One of the things I first noticed was the community focus on school events. The plays put on by the high school are huge draws—the auditorium is always nearly full, and it isn’t just the parents showing up. The prom is also big here, and our local grocery store sponsors prom pictures. You haven’t been shopping until you’ve popped into the store for a gallon of milk to find milling mobs of teenagers in tuxedos and slinky dresses in your way. Also, one tradition at the graduation ceremonies is a powerpoint display of baby pictures of each graduating senior, along with a note saying what they’ll be doing next. That’s how I can say the statistics are accurate, near as I can tell: I’ve sat through a few of those shows, and although most are going off to a community college for a two-year degree or one of the local tech schools for training in a trade, they are all going on to do something.

There are a few partial omissions.

They admit that one problem in Morris is the flight of those educated youth—they’re all taking off for the big city. One significant impetus for getting some kind of further education is that the students can look around here and see that there’s very little economic opportunity here, so they’re motivated to graduate because it is their ticket out of here. That’s not so flattering.

They mention the passage of our recent construction and operating levies. They don’t mention that it took a lot of work by a pro-schools group in opposition to resistance from our school board, or that our school’s support was grossly below that given to surrounding school districts. There is a conservative element in town that sees little virtue in education, and would rather starve the public school. The presence of the university skews the student body to include lots of smart students who are pushed to excel, but there’s also resentment and anti-intellectualism countering it to some degree.

There’s also a socially conservative element here…nah, that’s too kind a term for it. There’s raging bigotry here. The schools have pandered to that bigotry out of fear of offending that conservative/religious gang far too often.

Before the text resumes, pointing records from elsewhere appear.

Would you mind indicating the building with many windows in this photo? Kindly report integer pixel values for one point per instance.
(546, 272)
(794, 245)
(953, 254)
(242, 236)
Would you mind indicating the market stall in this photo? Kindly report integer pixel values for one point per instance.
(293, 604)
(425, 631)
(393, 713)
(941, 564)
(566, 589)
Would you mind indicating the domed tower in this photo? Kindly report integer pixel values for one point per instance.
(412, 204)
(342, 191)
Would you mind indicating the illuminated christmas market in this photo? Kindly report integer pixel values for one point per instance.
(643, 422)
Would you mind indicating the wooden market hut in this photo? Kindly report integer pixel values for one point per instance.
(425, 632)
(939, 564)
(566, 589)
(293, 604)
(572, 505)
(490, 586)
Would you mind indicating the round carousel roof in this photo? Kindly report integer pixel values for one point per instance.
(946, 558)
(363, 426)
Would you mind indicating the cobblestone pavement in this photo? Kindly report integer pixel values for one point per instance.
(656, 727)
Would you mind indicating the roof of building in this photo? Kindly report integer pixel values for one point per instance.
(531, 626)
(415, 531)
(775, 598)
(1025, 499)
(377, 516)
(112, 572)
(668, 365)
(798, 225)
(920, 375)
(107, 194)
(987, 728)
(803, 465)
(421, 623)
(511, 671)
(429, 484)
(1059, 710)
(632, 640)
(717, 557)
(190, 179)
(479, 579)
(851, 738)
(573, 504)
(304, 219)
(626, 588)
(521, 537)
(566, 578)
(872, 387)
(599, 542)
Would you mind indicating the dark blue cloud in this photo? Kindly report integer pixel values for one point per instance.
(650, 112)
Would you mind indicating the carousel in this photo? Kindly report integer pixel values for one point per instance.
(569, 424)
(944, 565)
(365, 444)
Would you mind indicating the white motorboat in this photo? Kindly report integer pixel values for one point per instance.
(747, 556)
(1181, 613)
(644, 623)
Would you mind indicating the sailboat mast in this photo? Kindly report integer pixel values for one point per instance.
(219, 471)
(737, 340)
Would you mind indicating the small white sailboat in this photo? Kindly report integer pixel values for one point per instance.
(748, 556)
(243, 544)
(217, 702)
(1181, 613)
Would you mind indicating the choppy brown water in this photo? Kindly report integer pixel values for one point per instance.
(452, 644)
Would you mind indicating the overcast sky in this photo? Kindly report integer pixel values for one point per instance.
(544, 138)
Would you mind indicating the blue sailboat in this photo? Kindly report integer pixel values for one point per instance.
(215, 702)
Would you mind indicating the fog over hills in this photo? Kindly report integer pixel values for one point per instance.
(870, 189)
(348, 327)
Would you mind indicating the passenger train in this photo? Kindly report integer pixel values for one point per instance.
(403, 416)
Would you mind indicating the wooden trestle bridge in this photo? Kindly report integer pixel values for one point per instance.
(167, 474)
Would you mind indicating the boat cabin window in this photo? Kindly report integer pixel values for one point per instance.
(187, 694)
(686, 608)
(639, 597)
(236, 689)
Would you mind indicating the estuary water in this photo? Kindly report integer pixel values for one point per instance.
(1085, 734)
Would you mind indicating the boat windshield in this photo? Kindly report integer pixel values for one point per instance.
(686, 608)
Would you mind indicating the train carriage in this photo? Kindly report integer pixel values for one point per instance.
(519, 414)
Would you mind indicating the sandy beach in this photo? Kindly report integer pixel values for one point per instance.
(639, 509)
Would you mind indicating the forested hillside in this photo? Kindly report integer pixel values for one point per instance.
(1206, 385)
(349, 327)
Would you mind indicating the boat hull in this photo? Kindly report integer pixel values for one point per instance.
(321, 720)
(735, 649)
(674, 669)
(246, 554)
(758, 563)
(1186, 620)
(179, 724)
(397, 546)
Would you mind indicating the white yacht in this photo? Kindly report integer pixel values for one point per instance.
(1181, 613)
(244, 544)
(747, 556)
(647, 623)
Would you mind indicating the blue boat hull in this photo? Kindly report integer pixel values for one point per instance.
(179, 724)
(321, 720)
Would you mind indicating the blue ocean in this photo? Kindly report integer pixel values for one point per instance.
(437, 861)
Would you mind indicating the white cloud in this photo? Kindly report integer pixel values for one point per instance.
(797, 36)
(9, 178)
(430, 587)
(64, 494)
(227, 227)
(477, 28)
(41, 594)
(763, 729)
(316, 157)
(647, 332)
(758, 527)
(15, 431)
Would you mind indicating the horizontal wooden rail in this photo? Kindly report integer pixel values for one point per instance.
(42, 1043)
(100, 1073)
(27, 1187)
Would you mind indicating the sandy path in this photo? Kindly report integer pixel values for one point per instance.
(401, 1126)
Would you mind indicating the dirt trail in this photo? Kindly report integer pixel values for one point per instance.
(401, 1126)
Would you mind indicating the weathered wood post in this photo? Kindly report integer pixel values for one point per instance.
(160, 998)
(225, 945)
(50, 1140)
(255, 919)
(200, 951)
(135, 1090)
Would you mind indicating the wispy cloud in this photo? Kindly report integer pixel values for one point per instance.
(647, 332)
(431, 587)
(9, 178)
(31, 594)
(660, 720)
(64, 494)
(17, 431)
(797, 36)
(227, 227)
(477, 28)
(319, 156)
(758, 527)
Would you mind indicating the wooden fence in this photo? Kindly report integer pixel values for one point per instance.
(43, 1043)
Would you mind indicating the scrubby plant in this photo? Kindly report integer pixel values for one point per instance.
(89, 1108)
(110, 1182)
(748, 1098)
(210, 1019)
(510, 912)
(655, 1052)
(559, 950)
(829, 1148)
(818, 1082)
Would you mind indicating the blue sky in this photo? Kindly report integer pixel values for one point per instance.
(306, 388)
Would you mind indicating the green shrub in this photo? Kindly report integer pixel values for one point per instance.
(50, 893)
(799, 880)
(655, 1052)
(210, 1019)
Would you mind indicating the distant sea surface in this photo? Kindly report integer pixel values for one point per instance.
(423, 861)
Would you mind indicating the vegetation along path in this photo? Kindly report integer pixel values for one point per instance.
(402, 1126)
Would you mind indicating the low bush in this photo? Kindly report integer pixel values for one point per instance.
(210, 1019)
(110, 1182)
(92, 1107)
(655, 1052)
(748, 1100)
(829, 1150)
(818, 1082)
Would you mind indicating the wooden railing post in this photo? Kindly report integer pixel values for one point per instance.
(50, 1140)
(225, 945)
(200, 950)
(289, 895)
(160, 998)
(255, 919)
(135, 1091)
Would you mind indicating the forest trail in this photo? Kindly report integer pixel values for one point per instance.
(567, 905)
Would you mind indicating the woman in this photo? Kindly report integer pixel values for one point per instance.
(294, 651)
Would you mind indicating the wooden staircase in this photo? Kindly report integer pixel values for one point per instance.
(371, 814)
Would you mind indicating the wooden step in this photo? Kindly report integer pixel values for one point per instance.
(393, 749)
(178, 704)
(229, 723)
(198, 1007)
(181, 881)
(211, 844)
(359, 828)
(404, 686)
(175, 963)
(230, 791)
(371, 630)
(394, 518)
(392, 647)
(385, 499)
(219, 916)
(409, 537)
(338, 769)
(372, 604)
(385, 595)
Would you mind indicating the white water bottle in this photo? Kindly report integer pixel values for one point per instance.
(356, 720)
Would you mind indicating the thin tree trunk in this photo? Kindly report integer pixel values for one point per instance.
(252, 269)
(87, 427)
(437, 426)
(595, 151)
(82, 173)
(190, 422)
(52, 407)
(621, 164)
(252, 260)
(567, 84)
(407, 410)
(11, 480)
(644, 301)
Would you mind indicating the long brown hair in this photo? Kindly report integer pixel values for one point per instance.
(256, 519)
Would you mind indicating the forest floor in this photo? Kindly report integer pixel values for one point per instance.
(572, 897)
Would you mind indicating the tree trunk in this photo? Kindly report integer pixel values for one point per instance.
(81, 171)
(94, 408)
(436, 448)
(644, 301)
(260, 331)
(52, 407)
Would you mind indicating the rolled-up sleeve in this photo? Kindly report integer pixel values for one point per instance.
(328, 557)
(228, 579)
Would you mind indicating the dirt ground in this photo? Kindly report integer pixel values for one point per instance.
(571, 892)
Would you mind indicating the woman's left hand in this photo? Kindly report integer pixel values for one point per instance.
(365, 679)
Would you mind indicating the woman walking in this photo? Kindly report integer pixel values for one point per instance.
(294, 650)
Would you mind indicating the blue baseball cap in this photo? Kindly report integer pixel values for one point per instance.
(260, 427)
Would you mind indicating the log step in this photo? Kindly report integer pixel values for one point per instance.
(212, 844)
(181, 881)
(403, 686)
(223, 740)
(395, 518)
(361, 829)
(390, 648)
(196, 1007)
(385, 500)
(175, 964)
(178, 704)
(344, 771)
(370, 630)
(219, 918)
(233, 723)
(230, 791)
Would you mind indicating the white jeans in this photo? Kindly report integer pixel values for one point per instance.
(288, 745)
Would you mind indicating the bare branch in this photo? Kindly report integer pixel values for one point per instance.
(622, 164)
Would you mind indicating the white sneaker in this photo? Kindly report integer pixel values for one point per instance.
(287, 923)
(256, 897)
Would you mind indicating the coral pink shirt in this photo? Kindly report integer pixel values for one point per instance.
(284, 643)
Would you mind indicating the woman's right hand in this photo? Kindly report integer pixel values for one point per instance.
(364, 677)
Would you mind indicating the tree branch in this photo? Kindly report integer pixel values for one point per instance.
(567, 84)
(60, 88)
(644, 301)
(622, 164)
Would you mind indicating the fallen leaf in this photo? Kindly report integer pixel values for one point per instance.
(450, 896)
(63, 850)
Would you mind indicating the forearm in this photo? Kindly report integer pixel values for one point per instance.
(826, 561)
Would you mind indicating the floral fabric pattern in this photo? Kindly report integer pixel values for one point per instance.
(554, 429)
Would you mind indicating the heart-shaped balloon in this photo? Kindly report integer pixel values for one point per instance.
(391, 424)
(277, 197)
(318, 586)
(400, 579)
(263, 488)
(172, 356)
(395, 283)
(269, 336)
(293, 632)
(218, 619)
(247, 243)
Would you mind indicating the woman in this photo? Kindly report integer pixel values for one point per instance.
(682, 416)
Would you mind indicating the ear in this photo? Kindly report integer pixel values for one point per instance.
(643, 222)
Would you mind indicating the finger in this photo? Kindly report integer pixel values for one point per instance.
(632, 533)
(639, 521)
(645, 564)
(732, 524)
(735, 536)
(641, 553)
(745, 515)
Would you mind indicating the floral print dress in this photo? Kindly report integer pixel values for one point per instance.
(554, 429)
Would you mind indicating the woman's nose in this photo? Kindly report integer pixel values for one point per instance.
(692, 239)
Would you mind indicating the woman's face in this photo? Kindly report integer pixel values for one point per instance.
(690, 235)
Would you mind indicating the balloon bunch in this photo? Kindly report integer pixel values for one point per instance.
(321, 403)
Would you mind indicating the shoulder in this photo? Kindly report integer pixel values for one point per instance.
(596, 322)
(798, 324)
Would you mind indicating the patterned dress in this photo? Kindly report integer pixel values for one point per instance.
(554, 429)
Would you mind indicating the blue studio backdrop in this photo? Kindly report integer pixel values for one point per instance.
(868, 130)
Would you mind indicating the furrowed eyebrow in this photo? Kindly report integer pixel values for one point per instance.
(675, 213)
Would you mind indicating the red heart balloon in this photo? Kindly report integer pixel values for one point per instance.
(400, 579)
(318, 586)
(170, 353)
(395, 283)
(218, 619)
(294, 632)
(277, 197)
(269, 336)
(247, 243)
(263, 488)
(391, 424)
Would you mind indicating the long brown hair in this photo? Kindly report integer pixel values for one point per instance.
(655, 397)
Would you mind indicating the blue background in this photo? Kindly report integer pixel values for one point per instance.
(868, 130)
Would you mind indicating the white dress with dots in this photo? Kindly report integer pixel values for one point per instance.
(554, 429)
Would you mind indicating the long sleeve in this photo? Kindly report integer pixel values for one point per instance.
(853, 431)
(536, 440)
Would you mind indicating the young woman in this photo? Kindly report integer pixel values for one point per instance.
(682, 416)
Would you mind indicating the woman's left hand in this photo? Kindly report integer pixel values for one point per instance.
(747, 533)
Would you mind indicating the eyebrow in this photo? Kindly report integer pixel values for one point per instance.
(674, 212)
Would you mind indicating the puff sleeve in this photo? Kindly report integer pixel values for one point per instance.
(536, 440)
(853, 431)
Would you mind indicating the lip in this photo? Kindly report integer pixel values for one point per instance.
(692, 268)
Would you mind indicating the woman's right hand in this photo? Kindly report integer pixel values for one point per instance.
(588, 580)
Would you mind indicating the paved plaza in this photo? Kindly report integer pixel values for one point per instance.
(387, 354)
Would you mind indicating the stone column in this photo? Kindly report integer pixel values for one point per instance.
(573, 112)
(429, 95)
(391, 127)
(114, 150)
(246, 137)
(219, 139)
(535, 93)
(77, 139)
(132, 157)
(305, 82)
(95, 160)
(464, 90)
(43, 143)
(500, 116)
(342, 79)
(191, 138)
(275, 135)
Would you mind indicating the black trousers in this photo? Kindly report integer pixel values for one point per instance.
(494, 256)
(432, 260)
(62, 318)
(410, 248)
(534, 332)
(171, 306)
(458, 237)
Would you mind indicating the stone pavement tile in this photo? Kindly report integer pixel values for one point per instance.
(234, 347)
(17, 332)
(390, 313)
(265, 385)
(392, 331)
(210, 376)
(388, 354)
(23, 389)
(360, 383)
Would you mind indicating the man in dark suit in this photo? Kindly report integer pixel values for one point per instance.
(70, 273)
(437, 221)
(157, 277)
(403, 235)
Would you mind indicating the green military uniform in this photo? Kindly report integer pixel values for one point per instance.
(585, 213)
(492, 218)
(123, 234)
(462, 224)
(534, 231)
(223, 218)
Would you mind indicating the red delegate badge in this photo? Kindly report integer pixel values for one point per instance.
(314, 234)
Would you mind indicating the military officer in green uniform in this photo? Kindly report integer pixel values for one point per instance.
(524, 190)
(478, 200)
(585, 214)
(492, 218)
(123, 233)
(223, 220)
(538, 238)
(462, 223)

One other very troubling thing hidden in that 99% graduation rate is that it has become a mark of pride in the district, and administrators try to keep it high now not by encouraging excellence in education and making sure that every student has earned a diploma, but by pressuring teachers not to fail any students under any circumstances. We’ve lost one good teacher at the school already because he refused to go along with that policy (and also because some of the growing discipline problems there were just too frustrating.)

Kids here are not smarter than the ones in Humboldt County, I suspect. There are just as many slackers and juvenile delinquents here. It’s just that they’ll get to graduate no matter how worthless their efforts are. While we’re doing a good job of promoting education here, I think that lack of discipline devalues the worth of a Morris Area High School diploma, unfortunately.


  1. quork says

    Kids here are not smarter than the ones in Humboldt County, I suspect.

    But I thought that all the children are above average.

  2. says

    Very interesting post, thanks PZ. I remember when Morris passed the school levies back when I was a UMM student. I voted for the levie, as did most of my UMM friends. I’ve now lived in St. Paul, Minneapolis, Chicago and Denver, so living in a small, conservative, town was an eye-opening experience. Looking back on it now, however, was probably pretty good for me, if only to see the other side.

  3. says

    On the other hand, what is the average education level of the people in Morris? Being a small college town probably means a far greater education level than is typical for a rural community. School funding is important, but so is the background of the parents. Educated parents tend to instill in their children the value of education. It’s not terribly surprising that children of professors do well (even ignoring any possible genetic causes).

  4. fyreflye says

    If you’d spent any time in Eureka CA, home of the Times- Standard, you’d understand why just about any place in the country would seem better.